In the field of Identity & Access Management (IAM), complexities are managed through multiple layers of abstractions such as policies, roles, and entitlements, which are critical for orchestrating interactions across different business units. For these abstractions to be effective, they must be accurately labeled to ensure that business users can fully understand the associated security implications. As noted by Phil Karlton, ‘There are only two hard things in Computer Science: cache invalidation and naming things.‘ In practice, these labels often fail to precisely represent their contents and may quickly become outdated in our dynamic technological landscape.

This problem can be addressed through the integration of an Identity Knowledge Graph, Attribute-Based Access Control (ABAC), and advanced Data Science technologies. These tools work together to refine and update the representations of IAM elements, ensuring they remain relevant and understandable, thus enhancing overall security governance.

Approach

In almost all engineering disciplines, artifacts developed to represent a concept (conceptual artifacts) are very different than the artifacts of its eventual realization (applied artifacts).
Examples:
– A programmer uses multiple abstract layers to manage complexity, which a compiler later simplifies for performance.
– A civil engineer works with detailed blueprints and models, which differ significantly from the final structure.

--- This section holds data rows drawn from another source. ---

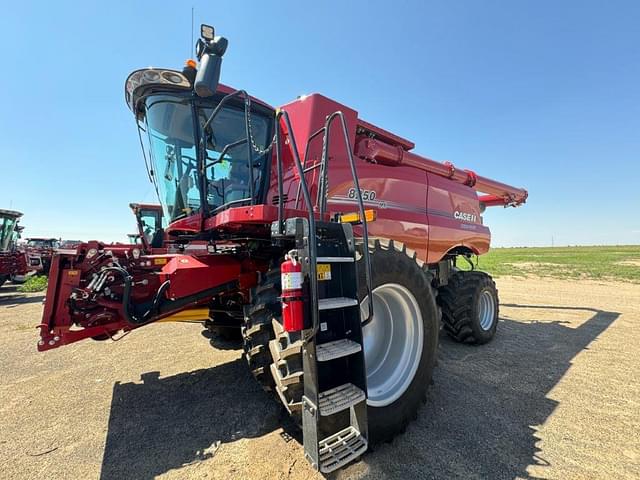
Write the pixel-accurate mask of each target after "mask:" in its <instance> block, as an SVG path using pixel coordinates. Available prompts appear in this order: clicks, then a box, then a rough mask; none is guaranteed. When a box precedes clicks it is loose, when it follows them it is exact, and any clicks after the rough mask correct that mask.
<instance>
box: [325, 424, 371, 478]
mask: <svg viewBox="0 0 640 480" xmlns="http://www.w3.org/2000/svg"><path fill="white" fill-rule="evenodd" d="M366 451H367V440H366V439H365V438H364V437H363V436H362V435H360V432H359V431H358V430H357V429H356V428H355V427H347V428H345V429H344V430H340V431H339V432H338V433H334V434H333V435H331V436H330V437H327V438H325V439H324V440H321V441H320V443H319V454H320V471H321V472H322V473H329V472H333V471H334V470H337V469H338V468H340V467H342V466H343V465H346V464H347V463H349V462H350V461H352V460H355V459H356V458H358V457H359V456H360V455H362V454H363V453H364V452H366Z"/></svg>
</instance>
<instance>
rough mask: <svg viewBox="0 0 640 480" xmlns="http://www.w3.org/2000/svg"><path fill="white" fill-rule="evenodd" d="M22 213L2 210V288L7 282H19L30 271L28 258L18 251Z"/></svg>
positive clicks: (5, 210) (0, 280)
mask: <svg viewBox="0 0 640 480" xmlns="http://www.w3.org/2000/svg"><path fill="white" fill-rule="evenodd" d="M21 216H22V213H20V212H17V211H15V210H2V209H0V287H1V286H2V285H3V284H4V282H6V281H7V280H13V281H17V280H19V279H20V277H23V276H24V275H26V274H27V272H28V271H29V267H28V265H27V256H26V255H25V253H24V252H23V251H21V250H19V249H18V245H17V244H18V236H19V234H20V232H21V231H22V227H20V226H18V220H19V219H20V217H21Z"/></svg>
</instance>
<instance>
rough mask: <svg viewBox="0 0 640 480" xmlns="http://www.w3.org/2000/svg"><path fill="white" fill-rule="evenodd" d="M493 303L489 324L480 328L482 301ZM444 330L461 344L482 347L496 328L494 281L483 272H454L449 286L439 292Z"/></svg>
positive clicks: (496, 310)
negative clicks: (491, 313) (466, 343)
mask: <svg viewBox="0 0 640 480" xmlns="http://www.w3.org/2000/svg"><path fill="white" fill-rule="evenodd" d="M483 296H485V301H488V300H487V299H488V297H489V296H490V297H491V298H492V299H493V307H494V308H493V315H489V316H490V317H491V322H490V324H488V323H487V324H485V325H484V327H483V325H482V324H481V318H480V311H481V299H482V298H483ZM438 302H439V303H440V306H441V307H442V323H443V326H444V330H445V331H446V332H447V334H449V336H450V337H451V338H453V339H454V340H456V341H457V342H461V343H470V344H473V345H481V344H484V343H487V342H489V341H490V340H491V339H492V338H493V337H494V336H495V334H496V329H497V328H498V314H499V300H498V290H497V289H496V284H495V282H494V281H493V279H492V278H491V277H490V276H489V275H488V274H486V273H484V272H475V271H473V272H461V271H459V272H456V273H455V274H454V275H452V276H451V278H450V279H449V283H448V285H445V286H444V287H441V288H440V289H439V295H438Z"/></svg>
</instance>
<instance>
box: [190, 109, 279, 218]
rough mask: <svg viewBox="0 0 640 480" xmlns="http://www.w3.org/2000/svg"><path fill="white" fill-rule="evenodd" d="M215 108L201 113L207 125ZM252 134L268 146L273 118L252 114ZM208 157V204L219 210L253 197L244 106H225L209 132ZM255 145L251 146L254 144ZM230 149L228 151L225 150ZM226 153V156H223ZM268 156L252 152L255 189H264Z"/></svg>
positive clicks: (211, 207)
mask: <svg viewBox="0 0 640 480" xmlns="http://www.w3.org/2000/svg"><path fill="white" fill-rule="evenodd" d="M212 111H213V109H212V108H201V109H200V110H199V112H198V114H199V117H200V125H204V124H205V122H206V121H207V119H208V118H209V116H210V115H211V113H212ZM251 133H252V135H253V138H254V141H255V142H256V143H257V144H258V145H260V146H265V145H267V144H268V143H269V141H270V134H271V119H270V118H269V117H266V116H263V115H258V114H256V113H255V112H252V114H251ZM205 135H206V138H207V159H206V163H205V172H206V185H207V197H206V198H207V204H208V206H209V207H210V208H211V209H212V210H215V209H216V208H219V207H220V206H222V205H225V204H228V203H231V202H232V203H234V204H242V203H243V202H242V200H243V199H251V190H250V188H249V184H250V178H251V177H250V173H249V158H248V148H247V135H246V125H245V115H244V108H243V107H232V106H225V107H223V108H222V110H220V112H219V113H218V114H217V115H216V117H215V118H214V119H213V121H212V122H211V124H210V125H209V126H208V127H207V131H206V132H205ZM250 148H251V147H250ZM225 150H226V151H225ZM223 152H224V157H221V155H222V153H223ZM264 157H265V155H264V154H263V155H259V154H258V153H257V152H255V150H254V151H252V155H251V159H252V161H253V181H254V186H253V188H254V192H255V193H256V194H257V193H258V192H259V190H260V185H261V180H262V179H261V175H262V173H263V171H264V167H265V165H263V164H264V162H265V158H264Z"/></svg>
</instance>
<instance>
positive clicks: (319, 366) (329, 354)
mask: <svg viewBox="0 0 640 480" xmlns="http://www.w3.org/2000/svg"><path fill="white" fill-rule="evenodd" d="M315 227H316V229H315V232H311V231H310V229H309V222H308V219H306V218H291V219H287V220H286V221H285V229H284V230H285V232H284V234H285V236H286V237H289V238H291V239H292V240H293V239H295V244H296V247H297V248H296V253H297V256H298V260H299V261H300V262H301V264H302V271H303V278H304V279H305V285H307V286H310V284H311V281H310V275H311V270H312V268H311V266H312V263H311V262H312V261H313V257H312V255H311V253H310V250H311V249H310V248H309V245H310V244H312V243H314V241H315V247H316V251H317V256H316V257H315V265H314V266H315V269H314V270H315V271H316V278H317V284H318V287H317V308H318V310H317V314H318V323H317V324H316V325H313V324H311V325H310V328H308V329H306V330H304V331H303V350H302V364H303V372H304V395H303V397H302V431H303V440H304V451H305V457H306V458H307V460H308V461H309V463H311V465H312V466H313V467H314V468H316V469H318V470H320V471H321V472H322V473H329V472H332V471H333V470H336V469H338V468H340V467H342V466H343V465H345V464H347V463H349V462H350V461H352V460H354V459H356V458H358V457H360V456H361V455H362V454H364V453H365V452H366V451H367V448H368V441H367V395H366V391H367V377H366V370H365V364H364V350H363V344H362V326H361V325H362V320H361V316H360V303H359V302H358V272H357V268H356V261H355V260H356V259H355V247H354V238H353V229H352V226H351V224H348V223H337V222H319V221H318V222H315ZM307 291H308V292H309V295H308V297H312V296H313V293H312V292H311V289H310V287H307ZM310 299H311V298H310ZM311 303H312V302H311V301H310V302H309V304H311Z"/></svg>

Is there a possibility of simplifying IAM abstractions “while in-use” to an attribute-driven rules, such that decision maker can comprehend the implications intuitively and/or system can compile them into native permissions that can be efficiently enforced?

Solution

ABAC is a flexible access control approach that can implement policies which are limited only by the computational language and the richness of the available attributes – NIST Publication 800-162.

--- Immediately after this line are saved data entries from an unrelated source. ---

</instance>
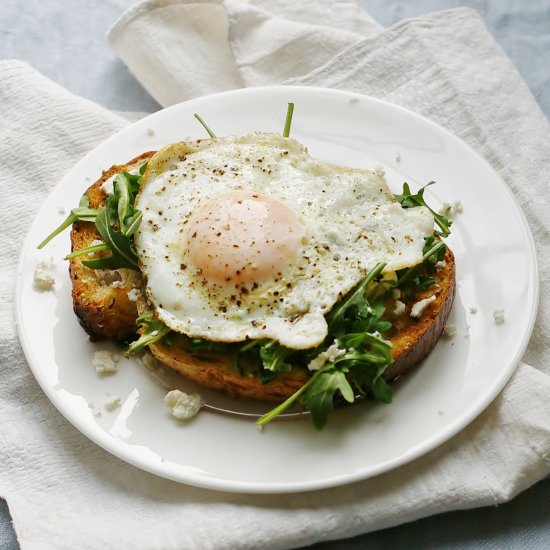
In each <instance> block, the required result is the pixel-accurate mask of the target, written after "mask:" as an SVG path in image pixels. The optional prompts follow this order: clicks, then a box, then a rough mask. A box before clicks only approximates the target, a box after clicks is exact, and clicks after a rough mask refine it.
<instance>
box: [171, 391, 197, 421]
mask: <svg viewBox="0 0 550 550" xmlns="http://www.w3.org/2000/svg"><path fill="white" fill-rule="evenodd" d="M164 402H165V403H166V405H167V407H168V408H169V409H170V414H171V415H172V416H173V417H174V418H177V419H178V420H190V419H191V418H193V417H194V416H195V415H196V414H197V413H198V412H199V410H200V408H201V407H202V406H203V405H204V403H203V401H202V398H201V396H200V395H199V394H197V393H192V394H187V393H185V392H182V391H181V390H172V391H169V392H168V393H167V394H166V396H165V398H164Z"/></svg>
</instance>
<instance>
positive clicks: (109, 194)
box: [101, 164, 140, 195]
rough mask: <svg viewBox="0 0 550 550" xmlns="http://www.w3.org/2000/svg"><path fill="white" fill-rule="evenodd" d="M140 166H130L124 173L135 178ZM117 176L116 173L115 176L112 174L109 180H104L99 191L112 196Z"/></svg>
mask: <svg viewBox="0 0 550 550" xmlns="http://www.w3.org/2000/svg"><path fill="white" fill-rule="evenodd" d="M139 169H140V165H139V164H135V165H133V166H130V167H129V169H128V170H126V172H128V174H132V175H134V176H137V175H138V174H139ZM118 175H119V173H118V172H117V173H116V174H113V175H112V176H111V177H110V178H108V179H106V180H105V181H104V182H103V183H102V184H101V189H102V190H103V191H104V192H105V194H106V195H112V194H113V193H114V192H115V179H116V177H117V176H118Z"/></svg>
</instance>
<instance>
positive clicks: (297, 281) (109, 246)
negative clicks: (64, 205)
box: [42, 110, 455, 428]
mask: <svg viewBox="0 0 550 550" xmlns="http://www.w3.org/2000/svg"><path fill="white" fill-rule="evenodd" d="M290 116H291V111H290V110H289V115H288V117H287V124H286V126H285V131H284V132H283V134H282V135H280V134H274V133H260V132H255V133H251V134H246V135H242V136H230V137H222V138H218V137H216V136H214V134H213V133H212V132H211V130H210V129H209V128H208V127H206V126H205V127H206V128H207V130H208V132H209V134H210V138H209V139H201V140H195V141H187V142H181V143H176V144H172V145H169V146H168V147H165V148H164V149H162V150H160V151H158V152H148V153H144V154H142V155H141V156H139V157H137V158H135V159H133V160H131V161H130V162H129V163H128V164H126V165H122V166H113V167H111V169H109V170H108V171H106V172H104V174H103V175H102V177H101V178H100V179H99V180H98V181H97V182H95V183H94V184H93V185H92V186H91V187H90V188H89V189H88V190H87V191H86V193H85V195H84V196H83V199H82V201H81V204H80V205H79V207H78V208H75V209H74V210H73V211H72V212H71V214H70V215H69V217H68V219H67V220H66V222H65V223H64V224H63V226H64V227H68V226H69V225H72V231H71V242H72V252H71V254H69V256H68V258H69V260H70V275H71V279H72V283H73V293H72V294H73V304H74V310H75V313H76V315H77V316H78V318H79V320H80V323H81V324H82V326H83V327H84V329H85V330H86V331H87V332H88V334H89V335H90V337H91V338H92V339H94V340H99V339H104V338H107V339H111V340H116V341H122V342H130V343H129V348H128V349H129V353H137V352H140V351H141V350H143V349H145V348H149V350H150V351H151V353H152V354H153V355H154V356H155V357H156V358H157V359H158V360H159V361H160V362H161V363H163V364H164V365H166V366H168V367H170V368H172V369H174V370H176V371H178V372H179V373H181V374H182V375H183V376H185V377H187V378H189V379H191V380H193V381H195V382H198V383H199V384H201V385H203V386H206V387H209V388H214V389H217V390H220V391H225V392H226V393H229V394H231V395H234V396H236V397H252V398H254V399H261V400H271V401H278V402H280V405H278V406H277V407H276V408H275V409H274V410H273V411H272V412H270V413H268V414H266V415H264V416H263V417H261V418H260V419H259V420H258V423H259V424H260V425H263V424H266V423H267V422H269V421H270V420H272V419H273V418H275V417H276V416H277V415H279V414H281V413H282V412H283V411H284V410H286V408H287V407H289V406H290V405H292V404H299V405H300V406H301V407H302V408H304V409H306V410H309V411H310V412H311V417H312V420H313V423H314V424H315V426H317V427H318V428H320V427H322V426H323V425H324V424H325V422H326V420H327V416H328V414H329V413H330V411H331V410H332V408H333V407H334V406H335V405H336V404H338V403H339V402H354V401H355V400H356V399H357V397H358V396H362V395H369V396H371V397H374V398H375V399H378V400H382V401H386V402H389V401H390V400H391V386H390V385H389V384H388V382H389V381H391V380H393V379H395V378H396V377H398V376H399V375H401V374H402V373H403V372H405V371H406V370H407V369H409V368H410V367H412V366H413V365H414V364H416V363H418V361H420V360H421V359H422V358H424V357H425V356H426V355H427V354H428V353H429V352H430V351H431V349H432V348H433V347H434V346H435V344H436V342H437V340H438V338H439V337H440V335H441V333H442V331H443V328H444V326H445V322H446V320H447V317H448V314H449V312H450V308H451V306H452V302H453V298H454V292H455V269H454V257H453V255H452V252H451V251H450V249H448V247H447V246H446V245H445V244H444V243H443V242H442V240H441V237H445V236H447V235H448V234H449V226H450V224H451V222H450V220H449V217H448V212H444V213H443V214H437V213H436V212H434V211H433V210H431V209H430V208H429V207H428V206H427V205H426V202H425V201H424V197H423V194H424V190H425V188H423V189H421V190H420V191H419V192H417V193H416V194H413V193H412V192H411V191H410V188H409V186H408V185H407V184H405V185H404V186H403V193H402V194H401V195H394V194H393V193H392V192H391V191H390V189H389V187H388V185H387V183H386V181H385V178H384V174H383V171H382V170H380V169H374V170H369V169H357V168H346V167H342V166H336V165H333V164H329V163H326V162H322V161H319V160H316V159H314V158H313V157H311V156H310V155H309V153H308V151H307V149H306V148H305V147H304V146H303V145H301V144H300V143H298V142H297V141H296V140H294V139H292V138H290V137H289V135H288V134H289V129H290ZM434 222H435V225H434ZM435 227H437V229H435ZM57 232H58V231H56V232H54V234H57ZM54 234H52V235H51V236H50V237H52V236H53V235H54ZM50 237H49V238H50ZM49 238H48V239H49ZM48 239H46V241H44V243H42V245H44V244H45V243H46V242H47V240H48Z"/></svg>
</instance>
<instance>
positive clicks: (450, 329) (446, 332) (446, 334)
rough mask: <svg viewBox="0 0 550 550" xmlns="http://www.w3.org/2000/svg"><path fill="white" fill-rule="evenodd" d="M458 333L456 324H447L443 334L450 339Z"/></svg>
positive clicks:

According to NIST Special Publication 800-162, any access control policy can be articulated through attributes, hence it can form as a basis for expressing simplified, understandable application security policy while in use. This process replaces complex abstractions (roles, policies, coarse grained entitlements) with more straightforward, attribute-driven rules.

The system supports various ABAC policy expressions to accommodate different complexity levels. These expressions are machine interpretable and would be used to deduce natively enforceable permissions and policies.

Business users can often understand ABAC policy expressions as they are. If necessary, these can be translated into plain language using Large Language Models (LLMs).

A critical aspect of this system is the comprehensive mapping of identity domain entities—from users to permissions (resources, actions)—along with their attributes and the accuracy of this data, known as Identity Knowledge.

Due to practical constraints, only a subset of the Identity Knowledge is available for any given application/system. Applications are classified by the extent of information available. Application can progressively elevate itself through these classes as the system gains more information over time. Those with more comprehensive Identity Knowledge would have more simplified policy expressions.

The outcome is a continuously evolving system that simplifies access control policies based on available information, enabling intuitive understanding of security implications by business users and more efficient policy enforcement.